Creating HBase replication policy

You can replicate HBase data from a source classic cluster (CDH or CDP Private Cloud Base cluster), COD, or Data Hub to a target Data Hub or COD cluster.

  1. On the Management Console > Replication Manager > Replication Policies page, click Add Policy.
    The Create Replication Policy wizard appears.
  2. On the General page, choose or enter the following information:
    Option Description
    HBase Creates an HBase replication policy.
    Policy Name Enter a unique name for the replication policy.
    Description Optional. Enter a brief description about the replication policy.

    The following image shows a sample General page in the Create Replication Policy wizard:

    The image shows the General page in the Create Replication Policy wizard. Choose HBase option to continue creating a HBase replication policy.
  3. Click Next.
  4. On the Select Source page, enter or choose the options as required:
    Option Action
    Source Cluster or Database Choose a source cluster.
    Source Tables Enter a table name that you want to replicate. Click the Add icon to add more table names.
    Perform Initial Snapshot Select the option to replicate existing data.
    Cloud Credential Appears when you choose a CDP Private Cloud Base cluster or CDH cluster as the source cluster and you choose Perform Initial Snapshot.

    Click Add Cloud Credential. In the Add Cloud Credential dialog box, enter a unique name for the cloud credential.

    Click Save after you choose one of the following cloud storage types and enter the required options:
    • S3 - Choose an authentication type, enter an access key and secret key.
    • ADLS - Enter the client ID, tenant ID, and secret key.

    The following sample image shows the Select Source page in the Create Replication Policy wizard:

    The image shows the Select Source page in the Create Replication Policy wizard. You can choose a source cluster, source tables to replicate, choose the Perform Initial Snapshot option to replicate existing data, and add cloud credentials.
  5. Click Next.
  6. On the Select Destination page, enter or choose the options as required:
    Option Description
    Destination Data Hub or COD Choose a Data Hub cluster or COD.
    Set HBase Replication Machine User Optional. Choose the option and then enter the username and password. Ensure that you enter the correct password for an existing user because if the password is incorrect, the data is not replicated even though the policy is created successfully.

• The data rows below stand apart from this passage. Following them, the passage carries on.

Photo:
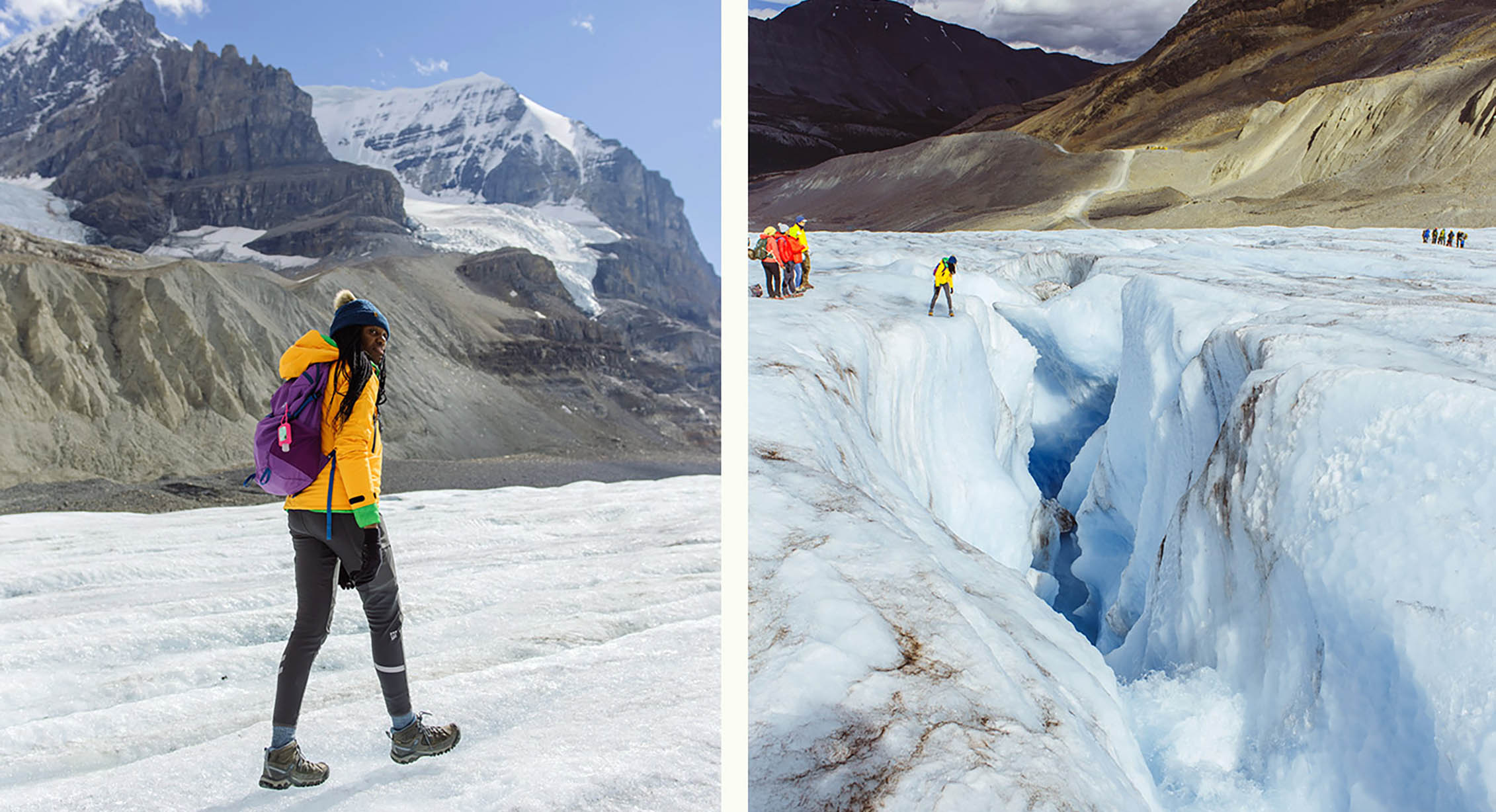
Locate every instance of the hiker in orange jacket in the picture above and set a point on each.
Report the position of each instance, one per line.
(789, 252)
(339, 538)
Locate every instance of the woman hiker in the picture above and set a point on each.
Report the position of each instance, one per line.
(944, 271)
(340, 540)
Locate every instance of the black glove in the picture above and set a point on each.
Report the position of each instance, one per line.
(373, 557)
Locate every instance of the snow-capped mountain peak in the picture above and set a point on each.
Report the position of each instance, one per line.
(473, 138)
(67, 61)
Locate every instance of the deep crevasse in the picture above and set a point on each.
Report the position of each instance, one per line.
(1293, 421)
(898, 651)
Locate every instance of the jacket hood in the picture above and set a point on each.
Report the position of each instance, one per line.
(313, 347)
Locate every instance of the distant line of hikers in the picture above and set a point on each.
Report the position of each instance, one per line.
(786, 256)
(1444, 237)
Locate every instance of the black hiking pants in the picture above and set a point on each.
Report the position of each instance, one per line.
(938, 288)
(771, 277)
(316, 588)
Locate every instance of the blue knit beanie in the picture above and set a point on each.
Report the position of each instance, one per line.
(355, 311)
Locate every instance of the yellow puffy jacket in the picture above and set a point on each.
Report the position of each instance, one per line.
(360, 454)
(943, 272)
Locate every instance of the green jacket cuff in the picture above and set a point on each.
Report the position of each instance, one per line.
(367, 515)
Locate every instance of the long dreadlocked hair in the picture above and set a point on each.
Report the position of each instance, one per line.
(355, 365)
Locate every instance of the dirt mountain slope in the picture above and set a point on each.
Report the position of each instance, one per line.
(129, 368)
(1248, 112)
(840, 77)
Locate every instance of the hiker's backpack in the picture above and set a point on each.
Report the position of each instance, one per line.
(288, 442)
(761, 250)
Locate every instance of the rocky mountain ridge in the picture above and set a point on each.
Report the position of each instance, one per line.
(53, 67)
(838, 77)
(179, 138)
(1247, 112)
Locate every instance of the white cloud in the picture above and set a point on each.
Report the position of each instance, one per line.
(430, 66)
(181, 8)
(1101, 30)
(44, 13)
(33, 14)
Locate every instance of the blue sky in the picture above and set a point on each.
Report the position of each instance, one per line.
(644, 73)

    Based on the username and password that you enter, one of the following possible scenarios is implemented by Replication Manager:

    • If Set HBase Replication Machine User is not selected, an HBase replication machine user is created automatically with an auto-generated username.
    • If Set HBase Replication Machine User is selected and Create User If Does Not Exist is not selected, ensure that the username you enter exists in the CDP User Management System (UMS), otherwise an error message appears.
    • If Set HBase Replication Machine User is selected and Create User If Does Not Exist is selected and the username does not exist in UMS, the username is created.
    Sync Replication User Optional. Replication Manager validates the existing username with the UMS and synchronizes the new username and password to the destination cluster’s environment (and to the source’s as well if the source is COD).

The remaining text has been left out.